This focus on the creating links between any longitudinal studies focused on dementia and our ontology risk factors has three broad contributions:
We provide a framework in which ontologies can be populated with data from clinical studies.
We introduce a new matching method which uses word stemming and comparison at the phrase level as opposed to single word matches.
We audit every comparison between the risk factors and questions in the clinical study so that we can record at which of the four steps matching is found. This has the benefit that simple queries can detect the precise point at which a false positive occurred. This in turn, provides input for the next iteration of the algorithm to determine selection thresholds for links to the clinical study. The results are shown in the summary statistics of Tables 1 to 3.
Synonym-based match with thresholds Tt1 = 0.3, Tt2 = 0.3, Tt3 = 0.3, and Tt4 = 0.2.
Q’s: questions; C’s: clusters.
Lucene matching results.
Q’s: questions; C’s: clusters.
Synonym-based match with thresholds Tt1 = 0.3, Tt2 = 0.8, Tt3 = 0.8, and Tt4 = 0.1.

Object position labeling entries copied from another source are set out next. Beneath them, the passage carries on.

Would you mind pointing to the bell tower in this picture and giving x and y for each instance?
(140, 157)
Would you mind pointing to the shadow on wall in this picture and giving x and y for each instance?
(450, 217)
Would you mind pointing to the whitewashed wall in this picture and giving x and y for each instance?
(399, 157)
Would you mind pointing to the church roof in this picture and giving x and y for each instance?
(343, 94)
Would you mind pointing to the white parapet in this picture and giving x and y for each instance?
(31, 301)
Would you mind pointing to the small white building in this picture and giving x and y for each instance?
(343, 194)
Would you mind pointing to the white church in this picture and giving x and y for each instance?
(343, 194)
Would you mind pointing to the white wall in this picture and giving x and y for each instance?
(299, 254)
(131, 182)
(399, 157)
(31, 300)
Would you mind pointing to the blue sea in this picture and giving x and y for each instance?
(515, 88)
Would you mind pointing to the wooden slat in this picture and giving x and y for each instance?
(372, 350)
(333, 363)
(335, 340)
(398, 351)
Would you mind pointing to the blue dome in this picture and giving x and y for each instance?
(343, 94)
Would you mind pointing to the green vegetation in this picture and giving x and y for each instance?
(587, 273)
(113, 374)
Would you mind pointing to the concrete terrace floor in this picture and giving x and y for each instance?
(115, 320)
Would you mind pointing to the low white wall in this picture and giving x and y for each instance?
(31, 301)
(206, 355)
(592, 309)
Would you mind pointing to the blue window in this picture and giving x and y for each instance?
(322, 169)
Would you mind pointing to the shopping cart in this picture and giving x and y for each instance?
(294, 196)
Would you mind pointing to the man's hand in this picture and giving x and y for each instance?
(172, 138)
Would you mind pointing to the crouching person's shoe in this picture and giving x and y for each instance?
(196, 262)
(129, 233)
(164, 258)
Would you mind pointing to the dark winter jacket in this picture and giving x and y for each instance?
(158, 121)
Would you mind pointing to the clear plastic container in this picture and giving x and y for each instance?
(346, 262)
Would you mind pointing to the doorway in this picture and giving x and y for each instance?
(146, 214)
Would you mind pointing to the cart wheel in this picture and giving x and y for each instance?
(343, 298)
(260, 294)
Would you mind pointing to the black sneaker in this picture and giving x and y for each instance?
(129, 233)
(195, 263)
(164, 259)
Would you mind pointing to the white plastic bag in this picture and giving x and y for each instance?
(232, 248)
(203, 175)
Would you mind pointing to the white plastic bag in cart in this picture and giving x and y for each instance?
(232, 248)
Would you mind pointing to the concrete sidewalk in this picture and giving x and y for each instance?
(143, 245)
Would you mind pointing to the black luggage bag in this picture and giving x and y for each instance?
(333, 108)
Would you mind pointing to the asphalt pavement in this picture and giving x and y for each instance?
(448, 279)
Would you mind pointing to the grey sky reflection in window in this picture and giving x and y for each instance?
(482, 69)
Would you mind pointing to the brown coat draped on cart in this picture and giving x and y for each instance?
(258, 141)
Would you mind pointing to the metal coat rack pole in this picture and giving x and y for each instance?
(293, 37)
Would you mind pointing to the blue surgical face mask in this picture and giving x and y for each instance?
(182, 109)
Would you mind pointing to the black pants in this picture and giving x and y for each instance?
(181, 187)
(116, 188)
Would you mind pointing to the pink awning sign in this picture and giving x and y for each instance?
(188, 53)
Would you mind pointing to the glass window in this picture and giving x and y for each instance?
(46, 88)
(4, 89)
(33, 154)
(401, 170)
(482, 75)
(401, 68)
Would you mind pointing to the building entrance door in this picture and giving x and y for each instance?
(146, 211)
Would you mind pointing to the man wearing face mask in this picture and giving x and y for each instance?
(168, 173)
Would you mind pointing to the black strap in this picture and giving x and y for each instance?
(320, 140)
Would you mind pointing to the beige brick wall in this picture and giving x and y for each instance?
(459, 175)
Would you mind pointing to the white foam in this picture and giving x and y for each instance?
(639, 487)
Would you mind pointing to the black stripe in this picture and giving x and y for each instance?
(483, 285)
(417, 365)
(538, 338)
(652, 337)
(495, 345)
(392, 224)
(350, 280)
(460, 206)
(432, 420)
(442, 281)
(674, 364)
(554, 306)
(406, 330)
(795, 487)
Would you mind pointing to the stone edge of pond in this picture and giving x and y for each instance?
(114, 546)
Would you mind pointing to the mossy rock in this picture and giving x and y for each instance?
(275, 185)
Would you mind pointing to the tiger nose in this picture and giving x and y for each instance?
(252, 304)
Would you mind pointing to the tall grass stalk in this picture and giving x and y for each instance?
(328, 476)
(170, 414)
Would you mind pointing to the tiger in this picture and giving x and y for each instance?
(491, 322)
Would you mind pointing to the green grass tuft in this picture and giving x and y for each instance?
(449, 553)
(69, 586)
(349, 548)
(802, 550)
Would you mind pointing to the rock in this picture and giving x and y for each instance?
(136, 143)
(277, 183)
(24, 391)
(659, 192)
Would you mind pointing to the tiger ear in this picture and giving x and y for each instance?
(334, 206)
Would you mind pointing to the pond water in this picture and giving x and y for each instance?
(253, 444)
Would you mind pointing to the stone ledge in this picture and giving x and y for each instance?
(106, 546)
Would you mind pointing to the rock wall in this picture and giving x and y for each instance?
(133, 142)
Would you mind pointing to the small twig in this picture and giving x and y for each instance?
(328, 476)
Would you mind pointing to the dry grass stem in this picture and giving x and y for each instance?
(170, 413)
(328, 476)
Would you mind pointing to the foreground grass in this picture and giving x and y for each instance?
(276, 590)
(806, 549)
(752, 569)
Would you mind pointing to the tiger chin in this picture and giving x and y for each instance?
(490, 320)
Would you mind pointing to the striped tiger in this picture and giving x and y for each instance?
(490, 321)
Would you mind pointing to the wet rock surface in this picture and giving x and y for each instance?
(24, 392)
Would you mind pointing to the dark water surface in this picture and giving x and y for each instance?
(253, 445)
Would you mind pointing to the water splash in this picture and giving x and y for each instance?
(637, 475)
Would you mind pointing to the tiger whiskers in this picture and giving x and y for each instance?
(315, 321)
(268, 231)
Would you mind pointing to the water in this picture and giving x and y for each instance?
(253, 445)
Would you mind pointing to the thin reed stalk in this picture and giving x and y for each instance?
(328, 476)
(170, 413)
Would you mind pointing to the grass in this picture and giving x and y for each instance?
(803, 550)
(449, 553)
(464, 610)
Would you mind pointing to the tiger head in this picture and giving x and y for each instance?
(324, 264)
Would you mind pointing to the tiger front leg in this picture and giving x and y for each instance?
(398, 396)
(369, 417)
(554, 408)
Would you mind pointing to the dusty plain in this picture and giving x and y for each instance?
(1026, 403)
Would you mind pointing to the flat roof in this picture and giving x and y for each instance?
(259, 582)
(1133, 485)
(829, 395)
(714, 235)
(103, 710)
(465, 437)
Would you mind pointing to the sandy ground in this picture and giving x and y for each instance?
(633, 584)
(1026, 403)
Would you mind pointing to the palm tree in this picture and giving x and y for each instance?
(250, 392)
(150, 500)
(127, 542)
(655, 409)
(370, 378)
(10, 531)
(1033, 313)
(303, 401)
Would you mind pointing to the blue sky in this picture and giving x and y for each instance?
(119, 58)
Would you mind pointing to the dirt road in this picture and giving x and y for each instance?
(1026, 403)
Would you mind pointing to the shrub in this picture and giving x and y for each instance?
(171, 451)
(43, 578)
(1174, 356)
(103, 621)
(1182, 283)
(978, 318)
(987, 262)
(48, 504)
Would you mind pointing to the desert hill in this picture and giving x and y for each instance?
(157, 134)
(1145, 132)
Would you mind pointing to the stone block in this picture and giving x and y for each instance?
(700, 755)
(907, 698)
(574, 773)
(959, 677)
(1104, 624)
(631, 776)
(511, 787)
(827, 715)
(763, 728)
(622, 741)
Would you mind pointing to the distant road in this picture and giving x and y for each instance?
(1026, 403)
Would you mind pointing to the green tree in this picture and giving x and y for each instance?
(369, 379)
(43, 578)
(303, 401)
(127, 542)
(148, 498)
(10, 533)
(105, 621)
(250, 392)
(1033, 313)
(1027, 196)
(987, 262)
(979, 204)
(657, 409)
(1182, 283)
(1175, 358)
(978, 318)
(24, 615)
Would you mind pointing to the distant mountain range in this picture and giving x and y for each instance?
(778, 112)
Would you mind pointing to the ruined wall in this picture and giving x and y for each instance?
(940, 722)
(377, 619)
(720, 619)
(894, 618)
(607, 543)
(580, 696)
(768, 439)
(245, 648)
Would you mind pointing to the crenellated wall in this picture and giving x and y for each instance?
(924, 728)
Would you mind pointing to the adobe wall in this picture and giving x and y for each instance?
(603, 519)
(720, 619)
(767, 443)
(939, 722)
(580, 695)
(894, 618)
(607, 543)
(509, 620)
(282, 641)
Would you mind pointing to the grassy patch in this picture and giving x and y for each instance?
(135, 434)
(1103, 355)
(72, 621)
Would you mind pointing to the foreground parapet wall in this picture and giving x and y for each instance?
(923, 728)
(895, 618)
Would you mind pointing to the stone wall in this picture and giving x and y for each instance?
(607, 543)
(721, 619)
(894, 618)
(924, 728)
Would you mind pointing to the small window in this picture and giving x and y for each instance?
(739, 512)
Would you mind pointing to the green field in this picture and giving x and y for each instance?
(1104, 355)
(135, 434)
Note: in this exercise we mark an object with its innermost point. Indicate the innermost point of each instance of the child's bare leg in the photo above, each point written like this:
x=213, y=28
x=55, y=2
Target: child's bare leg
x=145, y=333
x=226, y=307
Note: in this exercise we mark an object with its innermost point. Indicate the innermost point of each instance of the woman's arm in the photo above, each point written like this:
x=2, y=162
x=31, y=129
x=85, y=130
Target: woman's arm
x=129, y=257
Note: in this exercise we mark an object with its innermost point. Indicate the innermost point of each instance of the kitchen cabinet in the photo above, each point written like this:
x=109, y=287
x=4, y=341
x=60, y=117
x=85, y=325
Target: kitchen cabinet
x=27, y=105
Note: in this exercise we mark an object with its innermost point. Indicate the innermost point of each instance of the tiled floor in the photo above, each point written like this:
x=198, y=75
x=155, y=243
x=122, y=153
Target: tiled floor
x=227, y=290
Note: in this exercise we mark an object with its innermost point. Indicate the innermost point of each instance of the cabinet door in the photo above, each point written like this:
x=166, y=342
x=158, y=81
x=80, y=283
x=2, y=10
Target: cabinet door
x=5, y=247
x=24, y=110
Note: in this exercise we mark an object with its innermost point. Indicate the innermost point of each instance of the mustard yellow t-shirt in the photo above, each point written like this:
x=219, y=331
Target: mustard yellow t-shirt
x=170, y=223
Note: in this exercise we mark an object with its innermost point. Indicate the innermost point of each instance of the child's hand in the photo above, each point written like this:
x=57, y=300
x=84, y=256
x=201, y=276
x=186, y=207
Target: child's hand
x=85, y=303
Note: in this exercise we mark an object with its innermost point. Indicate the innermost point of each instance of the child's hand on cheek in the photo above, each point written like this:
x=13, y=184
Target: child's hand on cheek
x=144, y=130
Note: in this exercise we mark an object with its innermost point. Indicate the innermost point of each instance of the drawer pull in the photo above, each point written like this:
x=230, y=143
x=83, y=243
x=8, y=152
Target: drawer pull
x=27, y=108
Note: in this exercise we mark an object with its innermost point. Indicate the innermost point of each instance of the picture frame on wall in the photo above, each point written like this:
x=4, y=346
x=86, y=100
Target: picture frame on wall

Q’s: questions; C’s: clusters.
Article structure
This article is organized as follows: in Section “Related research,” we discuss related work in this area; in Section “The In-MINDD architecture and ontology,” the In-MINDD architecture and ontology are presented; in Section “Mapping risk factors,” two mapping strategies are described; in Section “Evaluation,” we discuss how the process can provide useful metrics for fine-tuning the process, and we present an evaluation of both approaches and demonstrate why our current method outperforms the previous version; and finally, in Section “Conclusion” we offer some conclusions.
Related research
Automating ontology construction,17,18 population,19,20 and reuse 21 have long been topics of research. There have been many different applications, but none seem to have the overall aim of the creation of a system to quickly understand the scope of a longitudinal study and identify relevant areas of interest to a clinical specialist. The MedLingMap tool 22 is built with a similar goal in mind to ours—finding sections of interest in a corpora—but instead of clinical trial data it is the published literature of a niche research area.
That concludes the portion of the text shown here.